We came to the conclusion that there’s a perception that women with hair colors not found in nature are easier to talk to, friendlier, or, said Sable, “more slutty, I don’t know... I could definitely see people thinking that someone with brightly colored hair wants attention. So they'll be like, ‘Oh, yeah. They're not gonna shut me down immediately.’" 

When someone has a vibrant hair color, people tend to assume it’s a part of their “loud” personality, and that they'll be open to being approached—even if the situation may be completely inappropriate or uncomfortable. After all, as Sable hypothesized, that's probably where the age-old stereotype of redhead women being promiscuous derived.

But the fact that someone’s choice to vibrantly color their hair acts as a beacon for harassment is equal parts disturbing and disheartening. In what world does someone else’s decision to color their hair mean that they want uninvited sex? What sort of logical leaps do you need to make in order to believe that self-expression correlates to "Hey, please harass me?"
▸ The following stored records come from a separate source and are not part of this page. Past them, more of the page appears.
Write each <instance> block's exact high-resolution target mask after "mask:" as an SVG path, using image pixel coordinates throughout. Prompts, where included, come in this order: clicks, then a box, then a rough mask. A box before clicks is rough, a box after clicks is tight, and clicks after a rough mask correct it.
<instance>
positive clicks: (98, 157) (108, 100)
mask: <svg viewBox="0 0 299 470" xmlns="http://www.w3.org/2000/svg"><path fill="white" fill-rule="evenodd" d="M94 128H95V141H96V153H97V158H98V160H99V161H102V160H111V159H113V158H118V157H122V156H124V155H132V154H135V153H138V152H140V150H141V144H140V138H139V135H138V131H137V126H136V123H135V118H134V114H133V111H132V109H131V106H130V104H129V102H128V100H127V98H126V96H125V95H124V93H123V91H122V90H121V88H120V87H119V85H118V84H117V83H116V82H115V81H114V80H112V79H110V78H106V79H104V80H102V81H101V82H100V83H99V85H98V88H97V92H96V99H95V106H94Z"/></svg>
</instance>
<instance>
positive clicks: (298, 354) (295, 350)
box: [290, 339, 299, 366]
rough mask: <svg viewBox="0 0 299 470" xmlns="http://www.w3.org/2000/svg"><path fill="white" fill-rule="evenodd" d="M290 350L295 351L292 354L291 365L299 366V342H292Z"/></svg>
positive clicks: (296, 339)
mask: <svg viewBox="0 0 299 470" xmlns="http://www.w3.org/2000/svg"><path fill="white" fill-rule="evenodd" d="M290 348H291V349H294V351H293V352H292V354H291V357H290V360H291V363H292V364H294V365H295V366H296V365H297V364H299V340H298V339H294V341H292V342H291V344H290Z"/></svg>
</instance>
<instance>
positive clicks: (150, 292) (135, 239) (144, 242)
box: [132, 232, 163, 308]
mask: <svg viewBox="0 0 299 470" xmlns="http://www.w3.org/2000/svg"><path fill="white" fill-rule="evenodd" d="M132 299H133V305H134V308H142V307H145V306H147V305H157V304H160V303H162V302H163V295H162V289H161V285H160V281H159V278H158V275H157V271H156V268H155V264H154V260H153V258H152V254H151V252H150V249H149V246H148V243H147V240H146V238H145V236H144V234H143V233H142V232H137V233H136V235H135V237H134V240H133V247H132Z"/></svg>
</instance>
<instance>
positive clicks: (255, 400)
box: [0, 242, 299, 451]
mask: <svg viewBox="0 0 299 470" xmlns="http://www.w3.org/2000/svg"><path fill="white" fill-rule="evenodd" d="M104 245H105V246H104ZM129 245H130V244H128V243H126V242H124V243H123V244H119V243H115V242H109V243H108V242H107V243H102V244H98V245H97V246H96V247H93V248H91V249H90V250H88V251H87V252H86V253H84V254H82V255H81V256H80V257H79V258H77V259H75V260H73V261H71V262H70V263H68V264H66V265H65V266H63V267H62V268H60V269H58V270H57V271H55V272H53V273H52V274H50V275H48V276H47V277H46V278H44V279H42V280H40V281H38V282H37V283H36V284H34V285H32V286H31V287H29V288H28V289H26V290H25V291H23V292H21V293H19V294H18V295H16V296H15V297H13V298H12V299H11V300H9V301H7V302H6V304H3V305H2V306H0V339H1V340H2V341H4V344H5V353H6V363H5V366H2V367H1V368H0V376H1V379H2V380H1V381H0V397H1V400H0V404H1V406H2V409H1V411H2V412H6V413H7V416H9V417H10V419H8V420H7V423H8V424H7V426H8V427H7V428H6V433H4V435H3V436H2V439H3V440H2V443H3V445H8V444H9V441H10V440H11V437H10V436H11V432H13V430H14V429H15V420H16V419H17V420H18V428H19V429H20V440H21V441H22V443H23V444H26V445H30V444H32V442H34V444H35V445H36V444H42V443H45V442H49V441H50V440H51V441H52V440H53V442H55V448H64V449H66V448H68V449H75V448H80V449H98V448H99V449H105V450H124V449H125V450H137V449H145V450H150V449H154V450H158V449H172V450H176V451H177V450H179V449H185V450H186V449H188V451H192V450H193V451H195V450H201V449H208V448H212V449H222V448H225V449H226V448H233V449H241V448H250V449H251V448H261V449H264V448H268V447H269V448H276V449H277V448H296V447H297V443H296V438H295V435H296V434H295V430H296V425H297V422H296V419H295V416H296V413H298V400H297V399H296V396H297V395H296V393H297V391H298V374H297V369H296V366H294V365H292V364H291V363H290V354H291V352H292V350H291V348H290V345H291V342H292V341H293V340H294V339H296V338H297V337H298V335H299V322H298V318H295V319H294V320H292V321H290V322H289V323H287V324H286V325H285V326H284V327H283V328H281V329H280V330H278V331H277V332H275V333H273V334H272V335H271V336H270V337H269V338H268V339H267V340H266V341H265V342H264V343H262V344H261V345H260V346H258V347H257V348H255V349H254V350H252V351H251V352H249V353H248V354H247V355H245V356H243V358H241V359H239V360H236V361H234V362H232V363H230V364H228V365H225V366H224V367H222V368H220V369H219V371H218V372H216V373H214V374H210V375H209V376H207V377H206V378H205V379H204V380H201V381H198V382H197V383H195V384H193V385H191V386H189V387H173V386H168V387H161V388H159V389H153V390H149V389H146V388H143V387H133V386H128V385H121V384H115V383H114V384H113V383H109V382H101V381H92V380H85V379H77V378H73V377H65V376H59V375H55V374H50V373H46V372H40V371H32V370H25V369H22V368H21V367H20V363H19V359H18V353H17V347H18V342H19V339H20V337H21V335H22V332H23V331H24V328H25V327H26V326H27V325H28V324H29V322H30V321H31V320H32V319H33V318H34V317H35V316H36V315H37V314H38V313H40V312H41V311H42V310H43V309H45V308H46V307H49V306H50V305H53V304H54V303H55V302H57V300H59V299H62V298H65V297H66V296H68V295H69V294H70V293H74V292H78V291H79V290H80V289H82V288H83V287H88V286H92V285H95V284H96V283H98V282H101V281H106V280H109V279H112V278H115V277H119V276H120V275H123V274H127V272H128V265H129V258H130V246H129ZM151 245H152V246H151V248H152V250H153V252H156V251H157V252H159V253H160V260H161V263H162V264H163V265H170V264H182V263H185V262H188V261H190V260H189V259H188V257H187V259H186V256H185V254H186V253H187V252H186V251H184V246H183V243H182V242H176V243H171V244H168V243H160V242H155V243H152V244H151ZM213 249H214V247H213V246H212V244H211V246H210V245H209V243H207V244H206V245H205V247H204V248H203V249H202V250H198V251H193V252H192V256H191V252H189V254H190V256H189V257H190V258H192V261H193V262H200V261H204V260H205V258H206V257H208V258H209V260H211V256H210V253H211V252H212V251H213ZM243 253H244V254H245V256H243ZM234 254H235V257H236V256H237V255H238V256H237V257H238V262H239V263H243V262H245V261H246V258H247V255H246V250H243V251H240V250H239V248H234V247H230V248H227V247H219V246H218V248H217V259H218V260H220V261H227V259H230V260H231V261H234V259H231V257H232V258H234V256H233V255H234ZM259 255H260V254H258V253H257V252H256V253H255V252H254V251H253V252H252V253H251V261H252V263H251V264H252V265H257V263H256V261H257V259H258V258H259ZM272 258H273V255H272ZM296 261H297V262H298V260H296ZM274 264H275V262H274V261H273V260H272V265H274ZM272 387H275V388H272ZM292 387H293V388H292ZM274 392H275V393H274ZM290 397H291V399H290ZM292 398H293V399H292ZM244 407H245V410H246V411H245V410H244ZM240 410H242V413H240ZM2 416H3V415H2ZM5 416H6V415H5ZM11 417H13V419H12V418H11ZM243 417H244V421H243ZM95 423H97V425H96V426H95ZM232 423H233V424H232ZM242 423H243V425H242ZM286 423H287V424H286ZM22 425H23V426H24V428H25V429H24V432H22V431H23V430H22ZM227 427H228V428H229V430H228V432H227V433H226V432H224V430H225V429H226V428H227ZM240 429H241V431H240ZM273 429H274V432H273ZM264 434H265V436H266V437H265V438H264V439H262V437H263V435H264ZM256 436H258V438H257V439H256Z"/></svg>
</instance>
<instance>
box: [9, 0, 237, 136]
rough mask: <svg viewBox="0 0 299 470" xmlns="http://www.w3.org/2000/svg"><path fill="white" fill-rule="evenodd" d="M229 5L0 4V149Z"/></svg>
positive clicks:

“I feel like the people who believe that are the same people who don't buy into things like self-care,” Sable reasons. “Or they think that women still wear makeup for men, and they still don't buy that women dress for themselves and for self-expression. It's like, women have been denied the ability to self-express for so long, so even now, it's still odd that we're in this age where women can dye their hair weird colors.”

Then too, there's another shared factor in our experience: We're both Asian-American. There's been a spate of articles about Asian-American women dyeing and bleaching their hair as a “form of rebellion,” a narrative that Sable and I both resent because it completely erases our agency as women who may just enjoy experimenting with our styles.

“Asians, in general, are genetically so homogenous, so to make such a drastic choice as dyeing your hair blue or red or green is a very physical way of standing out,” Sable said. “But it's funny because it's like, ‘Oh, you can't tokenize Asians anymore, so let's just tokenize this thing they've chosen to do to stand out from being tokenized.’" 

After all, even if the choice to dye your hair is part of a conscious or even subconscious decision to stand out, it’s strange that this narrative has to be attached to Asian women, specifically, who are already fetishized to no end. Sable and I agree that it’s not fun to continually have to explain ourselves, and to assign meaning to spur-of-the-moment decisions rooted in our backgrounds as punk kids, while other ethnic groups don't have to defend their decisions in the same way. 

And the constant need to explain to people that what we're feeling and experiencing is real, and extends beyond our hair, and into how we're treated by people in general. As I said to Sable, “I think we're definitely just socialized as women to be like, Am I imagining this?" As if we can't tell when we're being targeted, "like we can’t vocalize these things because it’s too pompous or self-absorbed of us.”

“We're definitely socialized to self-doubt ourselves and to not make a big deal,” Sable concurred. “But it’s real. I don’t think anyone can say it’s not.”